Ostdeutschland holt wirtschaftlich immer weiter auf – und die Annäherung an Westdeutschland steht nicht still. Dass die Wirtschaftskraft der ostdeutschen Länder in absehbarer Zeit jener des westdeutschen Durchschnitts entspricht, ist allerdings unrealistisch, zeigt eine neue Studie des Instituts der deutschen Wirtschaft. Vielmehr bilden die schwächeren Westländer ein erreichbares Ziel.
30 Jahre Wiedervereinigung: Sachsen muss nicht an Bayern herankommen
Auch 30 Jahre nach der Wiedervereinigung hinkt die Wirtschaft Ostdeutschlands der des Westens noch um 25 Prozent hinterher – rechnet man Berlin heraus, beträgt der Abstand sogar 30 Prozent. Doch wer nur auf das Bruttoinlandsprodukt (BIP) schaut, übersieht wichtige Erfolge, die beim Aufbau Ost erzielt wurden.
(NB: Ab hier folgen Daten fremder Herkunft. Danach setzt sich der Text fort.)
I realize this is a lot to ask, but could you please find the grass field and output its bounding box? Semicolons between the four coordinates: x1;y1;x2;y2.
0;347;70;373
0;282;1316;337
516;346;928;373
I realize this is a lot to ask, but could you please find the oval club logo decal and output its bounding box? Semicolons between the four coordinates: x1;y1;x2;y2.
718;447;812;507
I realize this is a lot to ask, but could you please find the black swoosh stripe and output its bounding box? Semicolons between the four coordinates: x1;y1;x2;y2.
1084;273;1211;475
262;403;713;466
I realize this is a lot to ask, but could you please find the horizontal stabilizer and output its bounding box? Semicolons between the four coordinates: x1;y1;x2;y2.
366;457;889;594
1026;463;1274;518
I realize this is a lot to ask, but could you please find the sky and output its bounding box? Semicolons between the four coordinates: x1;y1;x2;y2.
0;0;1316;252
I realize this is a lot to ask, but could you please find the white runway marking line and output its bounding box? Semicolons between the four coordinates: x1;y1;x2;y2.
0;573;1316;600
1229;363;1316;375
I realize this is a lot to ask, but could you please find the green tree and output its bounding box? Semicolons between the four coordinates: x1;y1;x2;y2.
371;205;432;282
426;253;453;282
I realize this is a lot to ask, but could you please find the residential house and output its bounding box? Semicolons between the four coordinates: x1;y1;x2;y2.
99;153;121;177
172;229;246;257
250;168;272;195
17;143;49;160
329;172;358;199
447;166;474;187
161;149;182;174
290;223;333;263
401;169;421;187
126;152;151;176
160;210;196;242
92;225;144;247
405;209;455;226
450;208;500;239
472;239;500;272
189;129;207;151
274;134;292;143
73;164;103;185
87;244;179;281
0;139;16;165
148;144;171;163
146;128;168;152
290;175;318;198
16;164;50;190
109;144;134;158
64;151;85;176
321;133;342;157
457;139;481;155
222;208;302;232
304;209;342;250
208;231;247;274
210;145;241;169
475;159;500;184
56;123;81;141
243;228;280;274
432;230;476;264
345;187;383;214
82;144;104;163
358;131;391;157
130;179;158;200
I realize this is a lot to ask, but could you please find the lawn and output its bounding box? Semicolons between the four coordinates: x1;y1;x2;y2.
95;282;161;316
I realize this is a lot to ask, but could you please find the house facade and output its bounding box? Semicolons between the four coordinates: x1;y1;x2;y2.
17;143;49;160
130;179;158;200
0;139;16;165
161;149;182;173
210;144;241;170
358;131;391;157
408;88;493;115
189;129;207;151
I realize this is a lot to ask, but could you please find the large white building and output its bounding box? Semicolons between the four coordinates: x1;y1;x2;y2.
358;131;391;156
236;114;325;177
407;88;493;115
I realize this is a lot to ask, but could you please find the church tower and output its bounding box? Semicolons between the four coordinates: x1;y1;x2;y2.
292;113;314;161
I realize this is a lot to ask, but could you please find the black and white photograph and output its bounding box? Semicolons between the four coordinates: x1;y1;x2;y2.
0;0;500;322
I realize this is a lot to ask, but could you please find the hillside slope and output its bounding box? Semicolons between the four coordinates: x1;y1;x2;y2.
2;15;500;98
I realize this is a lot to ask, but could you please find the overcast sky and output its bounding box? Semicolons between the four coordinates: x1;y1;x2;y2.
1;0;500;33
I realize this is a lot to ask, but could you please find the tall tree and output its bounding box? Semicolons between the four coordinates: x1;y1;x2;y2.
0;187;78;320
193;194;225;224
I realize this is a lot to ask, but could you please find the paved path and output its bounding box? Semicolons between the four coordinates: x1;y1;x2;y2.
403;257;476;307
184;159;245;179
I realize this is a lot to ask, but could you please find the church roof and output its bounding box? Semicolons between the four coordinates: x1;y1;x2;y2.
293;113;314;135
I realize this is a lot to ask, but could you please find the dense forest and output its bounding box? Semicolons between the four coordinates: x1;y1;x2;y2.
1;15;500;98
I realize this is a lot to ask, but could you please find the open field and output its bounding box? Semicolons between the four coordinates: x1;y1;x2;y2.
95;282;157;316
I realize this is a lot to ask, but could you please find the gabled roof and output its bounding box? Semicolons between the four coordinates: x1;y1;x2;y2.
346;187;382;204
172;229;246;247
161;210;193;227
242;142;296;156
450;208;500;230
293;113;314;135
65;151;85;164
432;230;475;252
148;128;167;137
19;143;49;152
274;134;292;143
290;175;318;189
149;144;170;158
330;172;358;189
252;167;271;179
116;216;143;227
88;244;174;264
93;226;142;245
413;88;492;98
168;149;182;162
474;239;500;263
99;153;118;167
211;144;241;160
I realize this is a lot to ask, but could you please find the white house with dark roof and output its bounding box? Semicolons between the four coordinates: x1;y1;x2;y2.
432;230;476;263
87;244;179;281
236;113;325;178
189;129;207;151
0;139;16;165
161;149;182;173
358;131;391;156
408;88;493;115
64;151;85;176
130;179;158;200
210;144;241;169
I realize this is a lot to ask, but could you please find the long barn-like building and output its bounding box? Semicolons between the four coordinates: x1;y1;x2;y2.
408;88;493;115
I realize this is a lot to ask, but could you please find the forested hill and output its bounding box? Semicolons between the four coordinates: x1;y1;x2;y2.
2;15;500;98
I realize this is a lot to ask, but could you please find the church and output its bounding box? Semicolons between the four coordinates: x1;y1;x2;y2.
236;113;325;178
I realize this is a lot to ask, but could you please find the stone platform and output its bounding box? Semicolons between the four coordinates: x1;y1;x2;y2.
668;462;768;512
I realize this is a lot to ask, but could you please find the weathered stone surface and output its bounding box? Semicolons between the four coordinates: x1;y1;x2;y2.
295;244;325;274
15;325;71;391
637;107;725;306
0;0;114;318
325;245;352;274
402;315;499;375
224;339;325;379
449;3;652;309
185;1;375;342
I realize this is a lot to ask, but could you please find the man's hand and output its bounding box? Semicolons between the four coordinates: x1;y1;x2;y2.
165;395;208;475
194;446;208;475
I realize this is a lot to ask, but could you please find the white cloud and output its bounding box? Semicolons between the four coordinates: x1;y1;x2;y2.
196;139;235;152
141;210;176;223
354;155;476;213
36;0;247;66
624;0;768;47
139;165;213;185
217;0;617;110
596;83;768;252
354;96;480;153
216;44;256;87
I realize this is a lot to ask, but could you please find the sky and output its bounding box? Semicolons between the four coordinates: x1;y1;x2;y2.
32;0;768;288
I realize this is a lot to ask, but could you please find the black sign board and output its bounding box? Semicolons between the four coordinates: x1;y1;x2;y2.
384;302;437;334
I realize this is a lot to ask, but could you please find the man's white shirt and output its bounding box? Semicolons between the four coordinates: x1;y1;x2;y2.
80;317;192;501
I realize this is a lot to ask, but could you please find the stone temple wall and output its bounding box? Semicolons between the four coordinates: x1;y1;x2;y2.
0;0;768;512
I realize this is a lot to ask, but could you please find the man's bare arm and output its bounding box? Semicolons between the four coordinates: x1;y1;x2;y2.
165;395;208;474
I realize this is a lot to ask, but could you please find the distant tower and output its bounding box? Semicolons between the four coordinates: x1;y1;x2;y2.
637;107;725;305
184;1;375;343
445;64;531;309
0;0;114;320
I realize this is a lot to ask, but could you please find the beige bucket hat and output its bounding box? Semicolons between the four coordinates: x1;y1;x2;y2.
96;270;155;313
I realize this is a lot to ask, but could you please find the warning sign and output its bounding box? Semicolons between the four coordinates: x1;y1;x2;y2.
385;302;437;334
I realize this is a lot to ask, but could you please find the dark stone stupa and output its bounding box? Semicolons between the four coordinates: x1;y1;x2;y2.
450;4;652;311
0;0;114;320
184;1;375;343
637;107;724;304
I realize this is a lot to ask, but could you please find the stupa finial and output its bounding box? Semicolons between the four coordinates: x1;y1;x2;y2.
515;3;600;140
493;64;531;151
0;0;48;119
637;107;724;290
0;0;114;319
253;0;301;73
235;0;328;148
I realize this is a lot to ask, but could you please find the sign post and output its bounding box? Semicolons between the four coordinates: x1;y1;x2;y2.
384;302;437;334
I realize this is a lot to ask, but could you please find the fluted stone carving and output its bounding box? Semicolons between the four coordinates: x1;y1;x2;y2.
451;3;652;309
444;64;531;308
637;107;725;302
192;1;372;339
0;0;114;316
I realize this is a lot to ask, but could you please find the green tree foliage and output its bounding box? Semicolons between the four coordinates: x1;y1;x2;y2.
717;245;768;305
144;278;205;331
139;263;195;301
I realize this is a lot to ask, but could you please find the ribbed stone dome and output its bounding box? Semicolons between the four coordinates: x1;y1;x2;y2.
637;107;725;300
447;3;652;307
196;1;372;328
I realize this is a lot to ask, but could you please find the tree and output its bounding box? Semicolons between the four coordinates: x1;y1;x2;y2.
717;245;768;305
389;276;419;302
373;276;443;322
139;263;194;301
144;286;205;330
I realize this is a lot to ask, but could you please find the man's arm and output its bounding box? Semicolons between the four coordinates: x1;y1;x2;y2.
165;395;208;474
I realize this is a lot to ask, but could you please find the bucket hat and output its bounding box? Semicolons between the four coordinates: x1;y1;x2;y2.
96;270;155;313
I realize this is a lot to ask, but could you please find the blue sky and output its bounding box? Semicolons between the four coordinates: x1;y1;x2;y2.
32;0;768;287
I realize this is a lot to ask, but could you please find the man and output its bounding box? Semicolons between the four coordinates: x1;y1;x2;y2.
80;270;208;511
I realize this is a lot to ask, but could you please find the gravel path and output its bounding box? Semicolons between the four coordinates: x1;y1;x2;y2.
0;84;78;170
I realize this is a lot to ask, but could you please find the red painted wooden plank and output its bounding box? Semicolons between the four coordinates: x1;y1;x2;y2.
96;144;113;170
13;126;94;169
Vor diesem Hintergrund hat das IW den Einheitsindex entwickelt. Er bewertet neben der Wirtschaftskraft sechs weitere Indikatoren wie die Produktivität, die Arbeitslosigkeit und den Kapitalstock. Ein Wert von 100 hieße vollkommene Angleichung. Am Index zeigen sich zwei Dinge: Zum einen ist Ostdeutschland weiter fortgeschritten, als es der reine Blick auf das BIP vermuten lässt. So ist der IW-Einheitsindex zwischen 1991 und 2019 von gut 50 Prozent des westdeutschen Niveaus auf knapp 77 Prozent gestiegen. Zum anderen steht die Konvergenz nicht still, seit 2014 ist der Index um drei Prozentpunkte gestiegen. „Der Aufbau Ost ist nicht gescheitert und schreitet voran“, sagt IW-Regionalexperte Klaus-Heiner Röhl.
Mehr Zuwanderung kann Ostdeutschland helfen
Besonders gut steht Ostdeutschland bei den verfügbaren Einkommen dar, die zum Teil schon so hoch sind wie in manchen Westländern. Brandenburger und Sachsen haben im Schnitt 20.475 beziehungsweise 20.335 Euro pro Jahr – das ist mehr als die Saarländer und nur etwas weniger als die Niedersachsen. Auch bei der Produktivität sieht es gut aus, sie liegt bereits seit 2005 bei 80 Prozent des westdeutschen Werts. Ebenso sind die Arbeitskosten nur geringfügig höher als im Westen.
Allerdings bremsen einige Indikatoren auch den ostdeutschen Aufstieg. Beispielsweise wird zu wenig in Maschinen und Anlagen investiert und zu wenig Geld in Forschung und Entwicklung gesteckt. Gründe dafür sind die verhältnismäßig wenigen Großunternehmen im Osten und ein Rückstand der Industrie. Ein Problem ist auch die Demografie. Obwohl der Wanderungssaldo zwischen Ost und West inzwischen ausgeglichen ist, schrumpft die Zahl der Erwerbstätigen. Denn jene Jahrgänge, die jetzt Kinder bekommen, sind schwach besetzt; außerdem ist die Zuwanderung aus dem Ausland geringer als im Westen. „Die demografische Entwicklung ist die Achillesferse Ostdeutschlands“, sagt Studienautor Röhl. Die Region müsse daher attraktiver werden für qualifizierte Zuwanderer aus dem Ausland.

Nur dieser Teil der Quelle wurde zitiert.